2025 | Track 1 | Suicide Prevention: Leveraging Episodic Future Thinking with a Community Approach
TRACK 1 SEED GRANT | Whole Health Consortium
Suicide Prevention: Leveraging Episodic Future Thinking with a Community Approach
TEAM:
- Stephen M. LaConte, PhD — Professor, Fralin Biomedical Research Institute at VTC
- Michael P. Wilson, MD, PhD — Associate Professor, Carilion Medical Center / Emergency Medicine Physician
- Anita S. Kablinger, MD — Professor, Psychiatry & Behavioral Medicine, VT School of Medicine & Carilion Clinic
- Philip R. Szeszko, PhD — Professor, Icahn School of Medicine at Mount Sinai
- Anthony N. Nist, PhD — Postdoctoral Associate, Fralin Biomedical Research Institute
- Bailey Medeiros — Director, Roanoke Valley Collective Response (RVCR)
Suicide rates in the United States have risen to their highest levels in decades, underscoring the urgent need for innovative prevention strategies. Traditional approaches—including medication and psychological interventions—often require time, specialized settings, and resources that may not be available at critical moments. A key psychological risk factor for suicide, a “foreshortened view of the future,” remains largely unaddressed by current care models. This Whole Health Track 1 project aims to fill that gap by developing a community‑engaged intervention based on Episodic Future Thinking (EFT), a brief, scalable technique that helps individuals pre‑experience positive, meaningful future events.

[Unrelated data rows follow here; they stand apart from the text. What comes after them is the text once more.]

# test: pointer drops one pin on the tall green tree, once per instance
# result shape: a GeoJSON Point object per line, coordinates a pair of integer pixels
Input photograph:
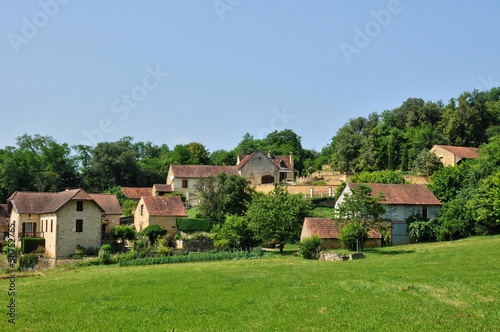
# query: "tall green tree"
{"type": "Point", "coordinates": [278, 216]}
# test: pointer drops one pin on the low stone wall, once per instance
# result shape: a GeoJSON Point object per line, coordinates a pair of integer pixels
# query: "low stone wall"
{"type": "Point", "coordinates": [317, 191]}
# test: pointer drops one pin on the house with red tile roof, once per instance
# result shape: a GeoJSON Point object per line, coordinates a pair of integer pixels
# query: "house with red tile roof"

This interdisciplinary team brings together researchers, clinicians, neuroscientists, and community partners to build a three‑part, whole‑person framework. First, the project will collaborate with the Roanoke Valley Collective Response and its peer recovery specialist network to adapt EFT materials so they reflect real‑world lived experience, cultural context, and the language of individuals at risk for suicidal ideation. These community‑driven refinements will help ensure that EFT is personally meaningful and accessible.

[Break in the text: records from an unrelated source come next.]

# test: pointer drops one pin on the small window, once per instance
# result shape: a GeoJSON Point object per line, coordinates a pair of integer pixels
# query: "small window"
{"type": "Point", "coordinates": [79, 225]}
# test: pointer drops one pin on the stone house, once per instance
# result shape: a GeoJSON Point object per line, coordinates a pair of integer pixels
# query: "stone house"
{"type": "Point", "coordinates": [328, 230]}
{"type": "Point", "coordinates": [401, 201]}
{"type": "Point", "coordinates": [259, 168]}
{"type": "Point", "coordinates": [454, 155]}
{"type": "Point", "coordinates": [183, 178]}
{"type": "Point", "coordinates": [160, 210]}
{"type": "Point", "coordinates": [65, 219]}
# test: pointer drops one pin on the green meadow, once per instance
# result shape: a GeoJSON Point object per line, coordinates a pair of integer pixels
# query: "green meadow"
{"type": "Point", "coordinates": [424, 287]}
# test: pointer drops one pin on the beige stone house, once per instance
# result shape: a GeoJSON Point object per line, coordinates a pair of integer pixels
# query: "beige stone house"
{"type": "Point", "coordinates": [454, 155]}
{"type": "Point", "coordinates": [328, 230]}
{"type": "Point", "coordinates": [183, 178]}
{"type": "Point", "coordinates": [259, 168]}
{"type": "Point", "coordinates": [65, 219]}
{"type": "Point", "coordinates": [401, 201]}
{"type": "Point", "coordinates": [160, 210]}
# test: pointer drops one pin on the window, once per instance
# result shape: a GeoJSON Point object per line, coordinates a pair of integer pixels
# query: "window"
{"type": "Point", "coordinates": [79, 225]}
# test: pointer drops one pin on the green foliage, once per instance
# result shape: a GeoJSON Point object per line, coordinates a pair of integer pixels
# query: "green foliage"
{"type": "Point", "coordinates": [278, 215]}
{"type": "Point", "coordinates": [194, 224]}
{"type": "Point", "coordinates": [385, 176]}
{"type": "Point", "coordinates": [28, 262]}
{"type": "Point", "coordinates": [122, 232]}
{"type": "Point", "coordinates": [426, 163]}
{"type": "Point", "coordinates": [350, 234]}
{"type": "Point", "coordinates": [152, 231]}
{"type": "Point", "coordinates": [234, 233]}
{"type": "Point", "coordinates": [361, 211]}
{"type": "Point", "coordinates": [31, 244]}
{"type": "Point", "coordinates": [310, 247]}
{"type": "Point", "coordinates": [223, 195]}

Second, the project will test the clinical feasibility of a brief EFT intervention in the Carilion Clinic Emergency Department, a critical access point for individuals experiencing intense suicidal ideation. This work will evaluate whether EFT can be delivered quickly, accepted by patients and clinicians, and integrated into standard ED workflows—all while producing rapid reductions in suicidal thinking and improvements in whole‑person measures such as recovery capital and quality of life.
Third, the team will conduct a neurofeedback pilot study using real‑time fMRI to explore EFT’s neural mechanisms. By examining how EFT influences regulation of the default mode network and other cognitive‑affective systems, the project seeks to understand how EFT may reduce rumination, enhance flexibility, and support healthier thought patterns. Data from this pilot will inform future externally funded clinical trials.
Grounded in Whole Health principles, this project centers what matters most to participants, positions community partners as true collaborators, and integrates perspectives from neuroscience, clinical medicine, and behavioral science. By adapting EFT for both community and clinical settings, the team aims to build a sustainable, scalable approach to suicide prevention that promotes resilience, empowerment, and long‑term well‑being.